|
Die Arktis als
Heimat
Religion |
|
Alle Völker des Nordens glauben
an eine enge Beziehung zwischen Mensch und Natur. Man sagt, daß
Tiere und Menschen einander verstehen können. Tiere wären
Geister, die das Schicksal der Menschen beeinflussen können.
Feindselige Geister verursachten Krankheiten, wohlwollende dagegen
würden Jägern helfen, indem sie ihnen Tiere zuführten.
Nach alter Sitte könne man die Wünsche eines Geistes durch
ein besonderes Medium, den Schamanen, herausfinden. Durch ein spezielles
Ritual versenkt sich der Schamane in Trance. So nahm man an, daß
der Geist des Schamanen dann seinen Körper verließe und
ins das Land der Geister flöge. Dort würde der Schamane
versuchen, die Seele eines Kranken, der von Geistern besessen war,
zurückzugewinnen, oder den Geistern das Versprechen abringen,
einen hungrigen Stamm mit Tieren zu versorgen. |
|
Unter manchen Inuit herrscht der Glaube
vor, Seehunde würden den Menschen von einem auf dem Meeresgrund
lebenden Geist zur Verfügung gestellt, der See-Frau genannt
wird.

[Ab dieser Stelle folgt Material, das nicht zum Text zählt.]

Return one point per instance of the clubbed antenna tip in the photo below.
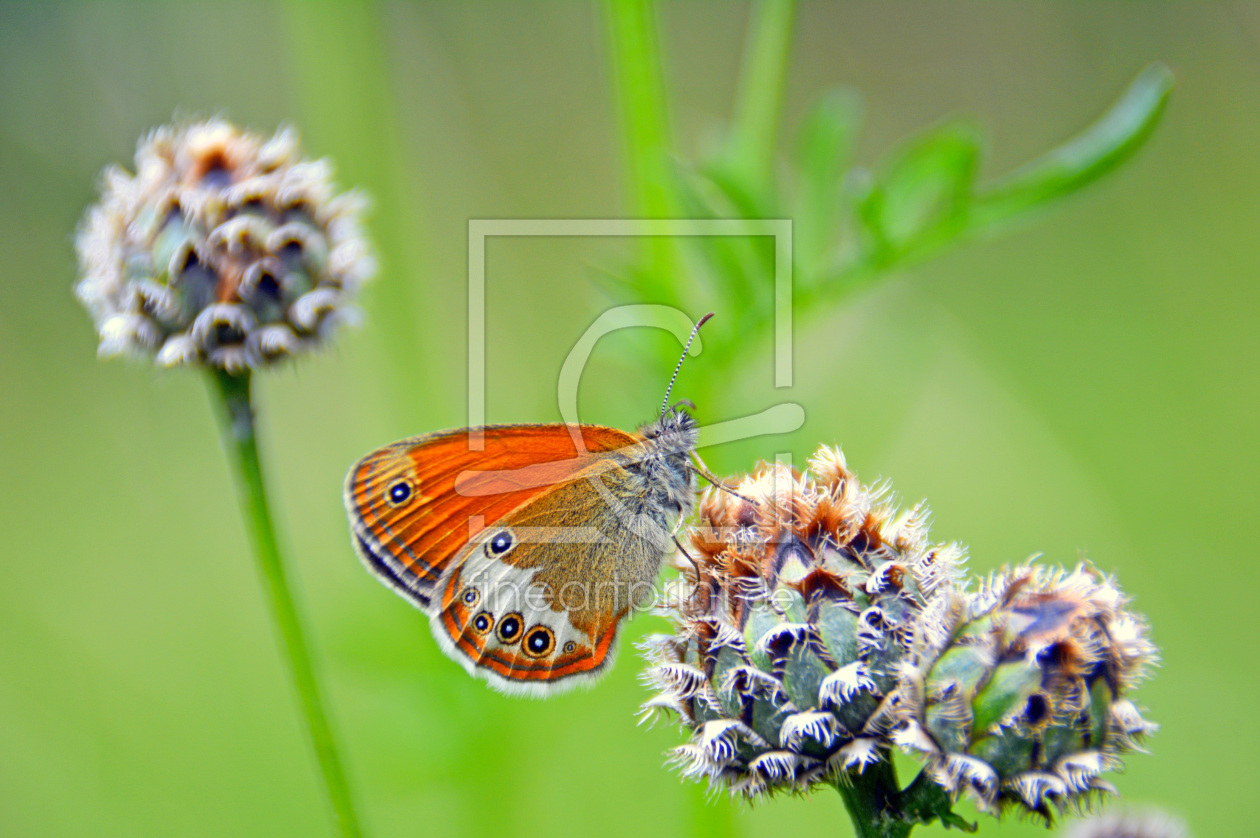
(699, 323)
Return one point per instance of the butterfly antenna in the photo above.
(664, 406)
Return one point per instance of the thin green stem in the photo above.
(760, 96)
(868, 799)
(639, 87)
(234, 411)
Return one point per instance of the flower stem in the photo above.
(234, 411)
(639, 91)
(867, 795)
(760, 96)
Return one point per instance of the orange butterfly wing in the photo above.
(408, 518)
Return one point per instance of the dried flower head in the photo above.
(804, 596)
(1023, 698)
(817, 629)
(224, 248)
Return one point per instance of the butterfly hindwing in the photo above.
(534, 601)
(500, 624)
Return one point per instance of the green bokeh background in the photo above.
(1082, 386)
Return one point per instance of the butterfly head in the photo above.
(669, 445)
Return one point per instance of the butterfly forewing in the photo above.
(407, 517)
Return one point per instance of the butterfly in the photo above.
(527, 545)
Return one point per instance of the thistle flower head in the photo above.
(223, 248)
(1023, 700)
(817, 628)
(791, 623)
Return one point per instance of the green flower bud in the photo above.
(801, 599)
(224, 248)
(1022, 700)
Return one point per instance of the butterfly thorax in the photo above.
(669, 444)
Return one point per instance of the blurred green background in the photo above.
(1086, 384)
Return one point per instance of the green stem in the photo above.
(234, 411)
(639, 87)
(760, 95)
(868, 799)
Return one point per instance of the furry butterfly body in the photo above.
(526, 545)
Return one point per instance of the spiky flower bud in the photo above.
(804, 597)
(817, 629)
(1023, 698)
(224, 248)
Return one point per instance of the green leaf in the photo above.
(823, 151)
(922, 195)
(1081, 160)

Wenn sich die Menschen schlecht benähmen, dann würde
die See-Frau sie bestrafen, indem sie die Jäger keine Seehunde
fangen läßt. Nach dem Töten eines Seehundes wird
ihm ein Schluck Wasser angeboten und damit seine Seele zum Meer
zurückgeleitet, damit sie im Körper eines neuen Seehundes
wiedergeboren wird. Da der Jäger dem Seehund Respekt und Achtung
beim ersten Mal entgegengebracht hat, wird "derselbe"

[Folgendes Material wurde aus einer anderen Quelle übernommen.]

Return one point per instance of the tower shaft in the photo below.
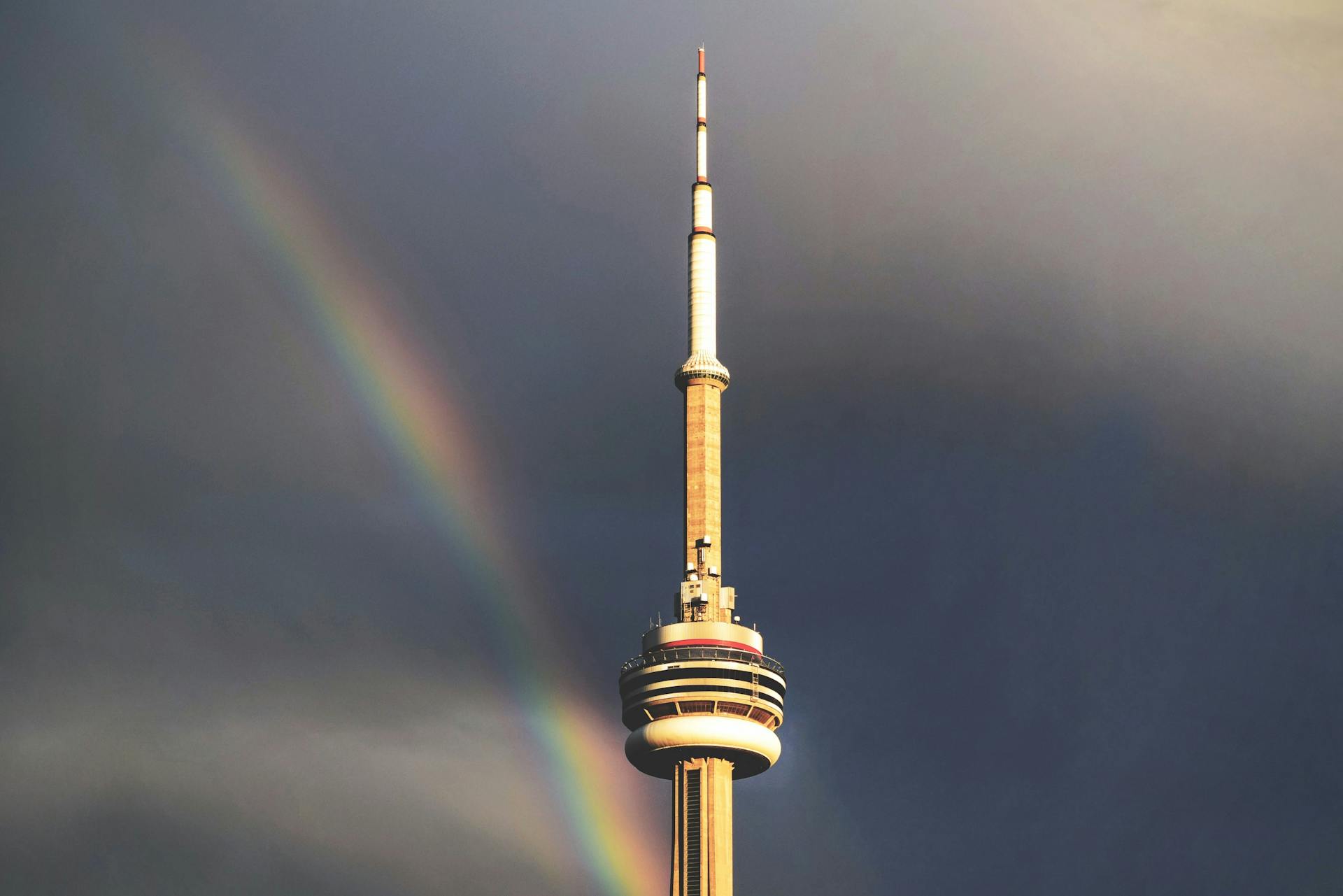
(703, 700)
(702, 853)
(703, 379)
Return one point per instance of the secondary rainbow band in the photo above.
(426, 432)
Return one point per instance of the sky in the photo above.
(340, 448)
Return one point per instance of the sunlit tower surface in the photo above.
(703, 702)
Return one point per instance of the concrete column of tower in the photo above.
(702, 853)
(703, 700)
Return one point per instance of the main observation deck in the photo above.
(703, 696)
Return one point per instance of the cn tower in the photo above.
(702, 700)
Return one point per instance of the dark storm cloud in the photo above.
(1032, 448)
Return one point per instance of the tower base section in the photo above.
(702, 855)
(658, 747)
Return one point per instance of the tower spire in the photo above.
(703, 379)
(703, 702)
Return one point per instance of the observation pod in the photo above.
(702, 700)
(703, 690)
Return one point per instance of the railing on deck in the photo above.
(678, 655)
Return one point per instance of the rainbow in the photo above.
(427, 432)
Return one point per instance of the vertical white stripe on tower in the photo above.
(704, 265)
(702, 207)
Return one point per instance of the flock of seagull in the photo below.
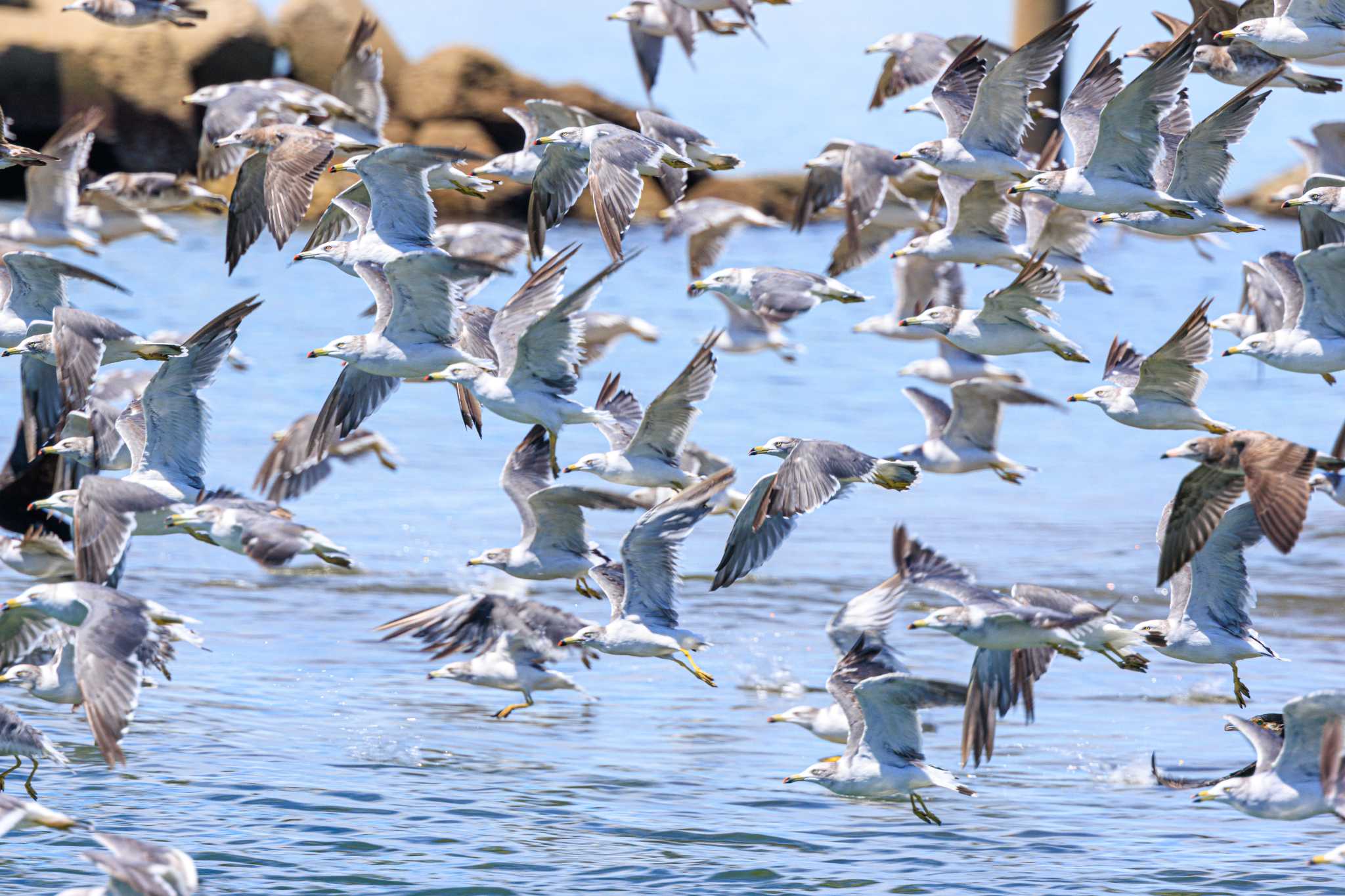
(1138, 160)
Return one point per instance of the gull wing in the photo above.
(1001, 113)
(1170, 372)
(1129, 142)
(651, 548)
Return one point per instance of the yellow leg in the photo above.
(27, 785)
(1239, 688)
(503, 714)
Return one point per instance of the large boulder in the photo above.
(54, 64)
(317, 35)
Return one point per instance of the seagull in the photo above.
(132, 14)
(518, 637)
(916, 281)
(602, 330)
(1273, 471)
(257, 530)
(1300, 30)
(1270, 721)
(1270, 285)
(1208, 618)
(953, 364)
(648, 450)
(650, 22)
(748, 332)
(553, 543)
(139, 867)
(14, 155)
(814, 473)
(866, 616)
(276, 183)
(708, 224)
(1312, 336)
(1119, 174)
(116, 636)
(53, 190)
(1160, 391)
(778, 295)
(686, 141)
(38, 554)
(609, 160)
(288, 472)
(16, 815)
(643, 586)
(1005, 324)
(422, 326)
(19, 739)
(537, 119)
(537, 337)
(1200, 172)
(965, 437)
(884, 756)
(1292, 777)
(988, 148)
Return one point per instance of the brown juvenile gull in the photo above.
(708, 224)
(276, 184)
(609, 160)
(1274, 473)
(139, 867)
(290, 472)
(884, 756)
(648, 452)
(516, 640)
(132, 14)
(1211, 601)
(159, 191)
(19, 739)
(778, 295)
(12, 155)
(1160, 391)
(553, 543)
(814, 473)
(688, 141)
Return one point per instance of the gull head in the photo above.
(330, 253)
(930, 152)
(1255, 345)
(728, 281)
(584, 636)
(1191, 449)
(38, 345)
(1048, 183)
(951, 620)
(464, 373)
(22, 676)
(590, 463)
(779, 446)
(455, 671)
(496, 558)
(1098, 395)
(77, 448)
(798, 715)
(58, 503)
(818, 773)
(1319, 196)
(939, 319)
(346, 349)
(1153, 631)
(572, 137)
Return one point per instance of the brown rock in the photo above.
(317, 34)
(456, 132)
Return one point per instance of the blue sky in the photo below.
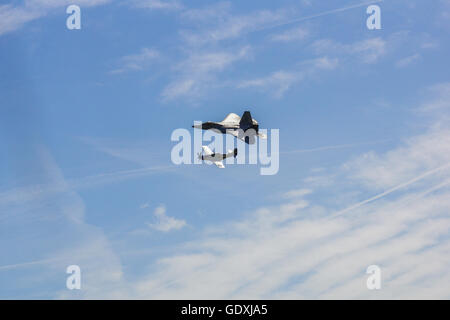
(86, 177)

Seehund es erlauben, daß der Jäger ihn bei einer anderen
Gelegenheit wieder tötet. Auch wenn viele dieser Glaubenssätze
durch den Kontakt zum Christentum verändert worden sind, wird
es für die Jagd trotzdem heute noch als essentiell angesehen,
daß Jäger und Seehund sich gegenseitig respektieren. |
Bei der Herstellung von Skulpturen mit traditionellen Mustern in
einem Workshop. |
Diese Denkweisen stärken das
Ideal des Aufteilens und gemeinsamen Ausnutzen von Ressourcen, welches
in einer solch unwirtlichen Umgebung für das Úberleben
aller notwendig ist. Da der Seehund sich freiwillig dem Jäger
ergeben hat, muß dieser wiederum das Fleisch mit anderen teilen.
Entsprechend einem Brauch, der in manchen Gegenden Sibiriens als
Nimat bezeichnet wird, gilt es als gute Sitte, wenn ein Jäger,
der einen Elch oder ein anderes großes Tier erlegt hat, dieses
einem anderen Menschen schenkt. Das gilt besonders für junge
Leute, die gerade ihr erstes Tier zur Strecke gebracht haben, und
ist zugleich der Beweis dafür, daß sie jetzt vollgültige
Jäger geworden sind. Mancherorts in dieser Region können
auch Frauen ausgezeichnete Jäger werden. |
Einige dieser Glaubengrundsätze
sind in diesem Jahrhundert durch den Einfluß von christlichen
Missionaren, Schullehrern und Staatsbeamten abgeschwächt worden.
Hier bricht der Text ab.